The Topmast was a telescoping topmast fitting within the fabricated steel mast, and as you see there is a heel rope sheave at the bottom of the topmast. One end of the wire heel mast rope was fastened inside at the top of the mast, then lead down through the heel rope sheave and up to another sheave mounted at the top of the mast. The wire was then lead down to deck level for hoisting and lowering the mast. The above referenced fid kept the topmast in its erected position. There were slots in the mast and topmast and a shelf inside the mast on which the fid rested.
Photo (2) shows us first planing edges of our block of sitka flat, then ripping our eight scale 5″ x 5″ planks which were then glued into pairs for each side. We then routed out quarter round scale 7″ diameter hollow with taper to 9″ hollow at each end for each side. We used a ramp in the middle to raise the router from 9″ depth to 7″ depth. Afterward, each side was mitered with 45 degree edges (4, 5).
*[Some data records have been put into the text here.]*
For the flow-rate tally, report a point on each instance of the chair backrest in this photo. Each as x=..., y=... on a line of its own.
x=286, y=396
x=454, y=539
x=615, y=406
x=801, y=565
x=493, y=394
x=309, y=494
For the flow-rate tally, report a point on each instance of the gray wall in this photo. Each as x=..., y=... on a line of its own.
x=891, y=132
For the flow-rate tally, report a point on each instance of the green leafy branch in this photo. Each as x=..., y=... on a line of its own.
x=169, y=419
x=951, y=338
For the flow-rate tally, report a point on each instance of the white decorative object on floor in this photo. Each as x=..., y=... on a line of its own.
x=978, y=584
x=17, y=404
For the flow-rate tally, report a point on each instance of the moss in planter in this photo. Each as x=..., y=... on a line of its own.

We first attempted a simple glue-up jig approach but found it unwieldy, so we quickly wiped off the glue and with all-hands on deck, including Kyle who we borrowed from the mentoring program, built our second jig and glued the four sides together. This second jig had ledges that conformed the the shape of the sides as shown in the sketch (photo 1) while keeping required pressure on the sides and then the top when finally closed up. As you can see in photo it was a mad dash to recover from the first attempt and to get all four sides glued at once!
Photos show the topmast sides curing in the jig and then after being removed. Drawings show us planing off the excess on each side to get our square shape. Note the templates in the foreground which we used to get the octagonal outline at each end and along the sides, and the round template for final shape. The next pictures show us planing our topmast into octagonal shape. Each set of edges we take off gets us closer to roundness. Finally we were ready to use our long board to sand the topmast round.
Still to go are steps final sanding, shellacking and varnishing of the barrel, shaping the cone at the top and adding the truck, sheaves and fid slot, but I’ll save these for a later post.